How to Change a Laptop Processor
Changing a laptop processor or CPU is not difficult once the laptop is disassembled. The most challenging thing about working on laptops is the small size of the components. It's also very easy to reassemble parts in the wrong order. Most laptop manufacturers have detailed diagrams and manuals that explain how each component fits in the housing. The laptop owner's manual also has information about the kind of processor you need for your particular model. For example, it may be something like a Pentium M 1.8 GHZ on 400 FSB.
Things You'll Need
- Laptop owner's manual
- Assembly guide
- New laptop processor
- Thermal compound
- Small screwdriver
Refer to your laptop owner's manual and assembly guide as you disassemble the laptop. Touch something metal periodically to remove static charge, and work on a large table with a bright light source.

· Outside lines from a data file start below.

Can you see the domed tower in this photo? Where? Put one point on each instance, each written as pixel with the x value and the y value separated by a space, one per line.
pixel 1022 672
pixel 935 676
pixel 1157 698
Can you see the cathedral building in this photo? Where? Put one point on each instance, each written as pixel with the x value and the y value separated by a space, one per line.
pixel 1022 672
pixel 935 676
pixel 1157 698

Turn off the laptop and unplug it. Remove the main battery, CD/DVD drive and the hard drive. The hard drive is usually located in a slot on one side of the laptop. Remove the screw that holds the cover in place, then pull the hard drive sled out.
Turn the laptop over and remove the screws on the bottom that hold the keyboard in place. Some of the screws may be covered with stickers or rubber plugs. Flip the laptop over, open it, then lift the keyboard up and out. Unplug the flexible ribbon cable that connects the keyboard to the motherboard.

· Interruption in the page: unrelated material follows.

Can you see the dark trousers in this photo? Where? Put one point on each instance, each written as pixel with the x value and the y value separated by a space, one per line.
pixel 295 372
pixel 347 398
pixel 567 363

Unplug the heat sink fan. Remove the screws that hold the heat sink in place, then remove it from the laptop. Release or unscrew the mechanism that holds the original processor in place, then remove it from the laptop.
Apply a thin layer of thermal compound on the processor. Make sure it is securely attached and properly aligned in the CPU housing, then replace the heat sink and fan. Replace the screws, then plug the CPU fan back in.

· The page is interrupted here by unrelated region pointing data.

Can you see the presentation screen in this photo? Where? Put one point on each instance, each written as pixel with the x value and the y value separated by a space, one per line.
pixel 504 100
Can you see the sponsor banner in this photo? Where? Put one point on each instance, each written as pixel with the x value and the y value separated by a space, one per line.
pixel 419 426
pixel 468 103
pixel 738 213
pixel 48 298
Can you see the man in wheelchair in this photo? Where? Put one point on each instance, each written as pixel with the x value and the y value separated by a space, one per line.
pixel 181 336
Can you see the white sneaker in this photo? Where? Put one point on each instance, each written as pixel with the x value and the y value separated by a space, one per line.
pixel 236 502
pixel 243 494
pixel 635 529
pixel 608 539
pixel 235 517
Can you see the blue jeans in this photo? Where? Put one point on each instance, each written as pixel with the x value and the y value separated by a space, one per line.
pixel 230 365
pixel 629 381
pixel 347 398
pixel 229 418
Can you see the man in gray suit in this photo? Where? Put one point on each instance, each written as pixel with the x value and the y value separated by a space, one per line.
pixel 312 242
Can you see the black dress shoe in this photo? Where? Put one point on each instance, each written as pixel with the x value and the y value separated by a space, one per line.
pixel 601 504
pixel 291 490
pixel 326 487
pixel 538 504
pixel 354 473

Connect the keyboard to the motherboard temporarily. Plug in the laptop, restart it, then follow the instructions in your owner's manual to enter the system's BIOS. The new CPU should now be recognized by the BIOS. Turn off the laptop, unplug it, then remove the keyboard.
Follow the guide carefully as you reassemble the laptop. Do not strip or over-tighten the screws. Replace any round stickers or rubber plugs you removed to complete the upgrade.
Tips & Warnings
- Laptop components are very sensitive to cold, heat and jarring. Be careful not to hit, bump or drop any of the components during the upgrade.
- If you don't buy the right type of processor, it will not work in your laptop. Also, a faster CPU will produce more heat. Make sure your CPU fan is clean and in good working order.